Clinicopathological and prognosis significance of RIPK1 in patients with cervical squamous cell carcinoma: a retrospective cohort study

Introduction

Cervical cancer is one of the leading gynecologic cancers in women, and thus represents a huge challenge for health workers and researchers worldwide (1). The early screening and pervasive application of the human papillomavirus vaccine have led to a relative decline in the morbidity and mortality of cervical cancer patients. However, the 5-year overall survival (OS) rate of advanced cervical cancer patients remains low (2).

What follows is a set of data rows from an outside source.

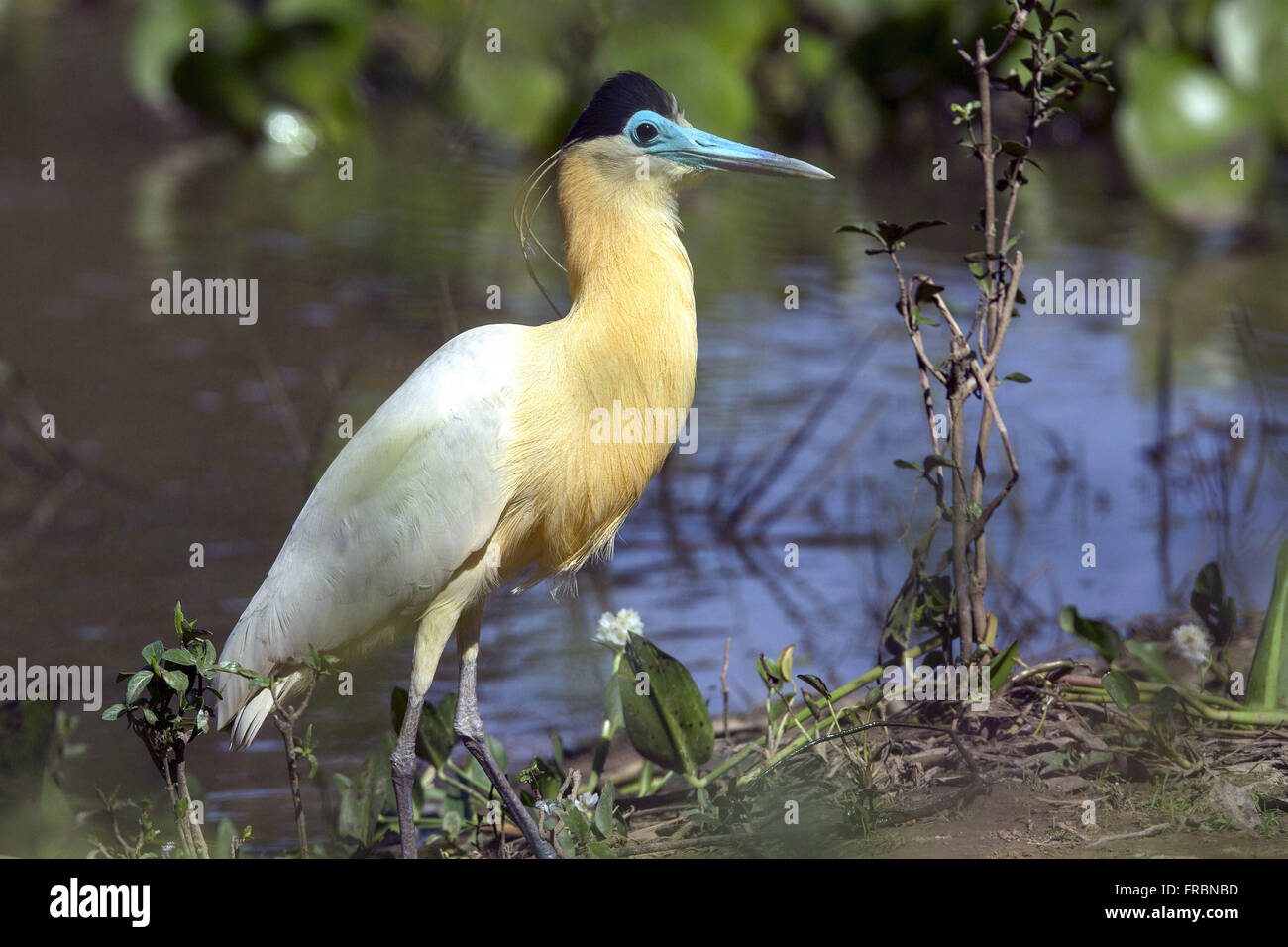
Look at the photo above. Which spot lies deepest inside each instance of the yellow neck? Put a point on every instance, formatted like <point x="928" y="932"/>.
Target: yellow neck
<point x="629" y="338"/>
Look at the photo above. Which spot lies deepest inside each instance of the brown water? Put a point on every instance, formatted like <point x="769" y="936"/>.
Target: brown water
<point x="183" y="429"/>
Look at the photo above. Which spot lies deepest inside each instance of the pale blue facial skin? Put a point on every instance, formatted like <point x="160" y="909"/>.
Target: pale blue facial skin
<point x="699" y="150"/>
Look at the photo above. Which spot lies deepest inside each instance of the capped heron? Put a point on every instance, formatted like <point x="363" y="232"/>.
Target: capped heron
<point x="481" y="470"/>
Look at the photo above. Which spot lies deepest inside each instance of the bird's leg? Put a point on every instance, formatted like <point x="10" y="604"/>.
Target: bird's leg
<point x="403" y="761"/>
<point x="436" y="628"/>
<point x="469" y="728"/>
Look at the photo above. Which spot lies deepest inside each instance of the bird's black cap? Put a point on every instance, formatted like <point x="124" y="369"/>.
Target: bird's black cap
<point x="616" y="101"/>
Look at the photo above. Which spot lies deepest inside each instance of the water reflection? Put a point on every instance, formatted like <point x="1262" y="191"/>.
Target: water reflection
<point x="192" y="429"/>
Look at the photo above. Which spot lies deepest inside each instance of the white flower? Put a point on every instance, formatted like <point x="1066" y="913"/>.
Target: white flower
<point x="1193" y="643"/>
<point x="614" y="629"/>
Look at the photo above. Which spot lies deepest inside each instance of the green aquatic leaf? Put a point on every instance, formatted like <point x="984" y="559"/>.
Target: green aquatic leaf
<point x="666" y="719"/>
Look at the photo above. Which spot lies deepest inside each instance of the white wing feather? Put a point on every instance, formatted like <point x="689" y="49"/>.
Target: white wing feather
<point x="406" y="501"/>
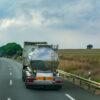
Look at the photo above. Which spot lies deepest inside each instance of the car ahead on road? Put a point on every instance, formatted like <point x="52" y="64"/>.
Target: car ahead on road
<point x="40" y="62"/>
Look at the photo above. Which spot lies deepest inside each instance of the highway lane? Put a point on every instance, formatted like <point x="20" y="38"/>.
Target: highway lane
<point x="12" y="87"/>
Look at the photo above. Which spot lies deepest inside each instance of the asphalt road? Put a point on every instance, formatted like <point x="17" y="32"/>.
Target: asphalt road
<point x="12" y="87"/>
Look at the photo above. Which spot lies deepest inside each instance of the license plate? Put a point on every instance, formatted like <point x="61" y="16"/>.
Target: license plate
<point x="39" y="78"/>
<point x="49" y="78"/>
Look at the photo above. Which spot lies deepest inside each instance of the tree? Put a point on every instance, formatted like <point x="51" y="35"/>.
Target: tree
<point x="90" y="46"/>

Standardized treatment is the main strategy used to delay the exacerbation of cervical cancer. In the past decade, precision medicine has highlighted the importance of individualized treatment based on gene targets. Cervical squamous cell carcinoma (CSCC) is a major pathologic subtype of cervical cancer (3). The identification of high-precision CSCC molecular markers and an understanding of the mechanisms involved in tumor progression is of great significance to the early diagnosis and precision treatment of CSCC.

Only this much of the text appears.